Resecurity’s account identifies an initial intrusion via a spear‑phishing email sent to staff at the company that manages the port; the attackers then moved laterally into core systems. The firm emphasized that the attack did not require targeting operational technology (OT) but succeeded through IT weaknesses—specifically insecure cloud accounts managing Office 365 and Azure. Resecurity also tied Anubis to mass exploitation of internet‑facing systems via known but unpatched flaws, naming problem areas such as SonicWall VPNs left without multi‑factor authentication, SolarWinds Web Help Desk (CVE‑2025‑26399), Cisco SSL VPNs and the CitrixBleed 2 flaw (CVE‑2025‑5777).

What this means for port operators, security teams, and procurement leaders

  • Port operators: The Adriatic Port Authority’s admission that backups preserved most data but that employee records were exposed, combined with Resecurity’s report of crippled operations and rerouted vessels, makes clear that ports face both reputational and operational damage even when data loss is quantified as a small percentage.
  • Technologists and security teams: Resecurity’s reconstruction points to familiar, actionable vectors—spear‑phishing, lateral movement, insecure cloud accounts for Office 365 and Azure, and exploitation of known CVEs including CVE‑2025‑26399 and CVE‑2025‑5777—underscoring the role of patch management, MFA on VPNs, and cloud account hygiene.
  • Procurement leaders and IT buyers: Resecurity framed the attack in a run of ransomware hits on ports—from Maersk to Japan’s Nagoya—and warned that outdated port IT and thin cyber maturity leave the sector increasingly exposed as digitization widens the attack surface, a maritime security concern it expects to deepen through 2030. That places pressure on procurement decisions tied to lifecycle support, vendor patch cadence and resilience planning.

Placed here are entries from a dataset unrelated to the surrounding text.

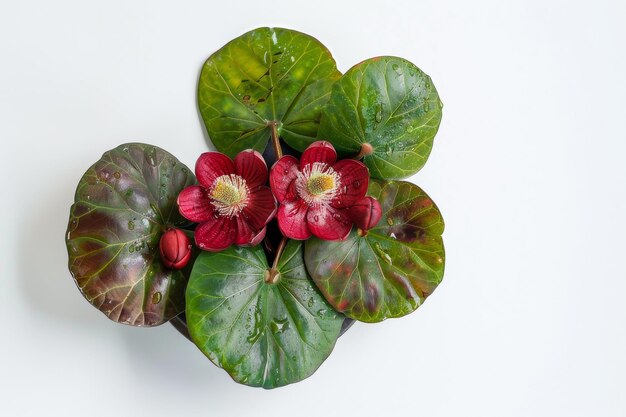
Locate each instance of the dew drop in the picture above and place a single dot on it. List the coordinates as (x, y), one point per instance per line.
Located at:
(384, 255)
(279, 325)
(156, 298)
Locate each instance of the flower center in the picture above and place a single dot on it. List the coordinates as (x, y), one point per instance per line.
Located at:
(229, 195)
(317, 183)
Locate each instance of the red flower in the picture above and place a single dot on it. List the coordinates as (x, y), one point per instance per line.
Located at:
(315, 193)
(232, 202)
(175, 249)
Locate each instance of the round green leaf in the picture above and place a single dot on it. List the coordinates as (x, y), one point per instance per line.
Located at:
(262, 334)
(266, 77)
(392, 105)
(391, 270)
(123, 204)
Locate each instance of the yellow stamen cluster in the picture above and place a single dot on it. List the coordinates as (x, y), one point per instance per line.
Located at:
(317, 183)
(229, 195)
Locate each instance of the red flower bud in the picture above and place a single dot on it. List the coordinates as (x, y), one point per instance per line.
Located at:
(175, 249)
(366, 213)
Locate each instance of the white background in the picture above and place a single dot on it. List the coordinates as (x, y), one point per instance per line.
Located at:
(527, 168)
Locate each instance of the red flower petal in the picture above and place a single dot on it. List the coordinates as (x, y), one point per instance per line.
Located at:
(282, 175)
(292, 220)
(329, 223)
(259, 237)
(244, 233)
(354, 180)
(260, 209)
(216, 234)
(211, 165)
(252, 167)
(175, 249)
(320, 151)
(194, 204)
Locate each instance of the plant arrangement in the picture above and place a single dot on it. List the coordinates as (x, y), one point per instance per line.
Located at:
(295, 227)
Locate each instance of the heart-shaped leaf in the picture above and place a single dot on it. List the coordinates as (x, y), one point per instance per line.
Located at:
(391, 270)
(390, 104)
(123, 204)
(266, 78)
(263, 334)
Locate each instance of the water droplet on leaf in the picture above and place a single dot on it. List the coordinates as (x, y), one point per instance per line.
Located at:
(156, 298)
(279, 325)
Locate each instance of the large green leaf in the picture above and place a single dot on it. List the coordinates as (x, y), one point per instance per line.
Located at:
(262, 334)
(391, 270)
(392, 105)
(264, 77)
(123, 204)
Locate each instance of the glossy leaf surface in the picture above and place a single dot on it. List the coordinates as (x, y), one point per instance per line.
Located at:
(390, 104)
(262, 334)
(123, 204)
(390, 271)
(264, 77)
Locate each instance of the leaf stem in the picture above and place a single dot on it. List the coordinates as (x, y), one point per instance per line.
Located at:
(278, 150)
(272, 275)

The Ancona incident, as laid out by the port authority and by Resecurity, is not an abstract vulnerability exercise: it combines a dated intrusion (December 11, 2025), a public claim and leak (January 2026), a small quantified data loss alongside exposed personnel files, and a reported multimillion‑dollar extortion attempt. Resecurity’s linkage of the attack to an affiliate‑driven RaaS and to specific unpatched CVEs crystallizes a practical question the record leaves: will port operators and their supply chains prioritize the basic mitigations—patching known CVEs, enforcing MFA on VPNs, and hardening cloud accounts—that the attack narrative identifies as the initial and avoidable failures?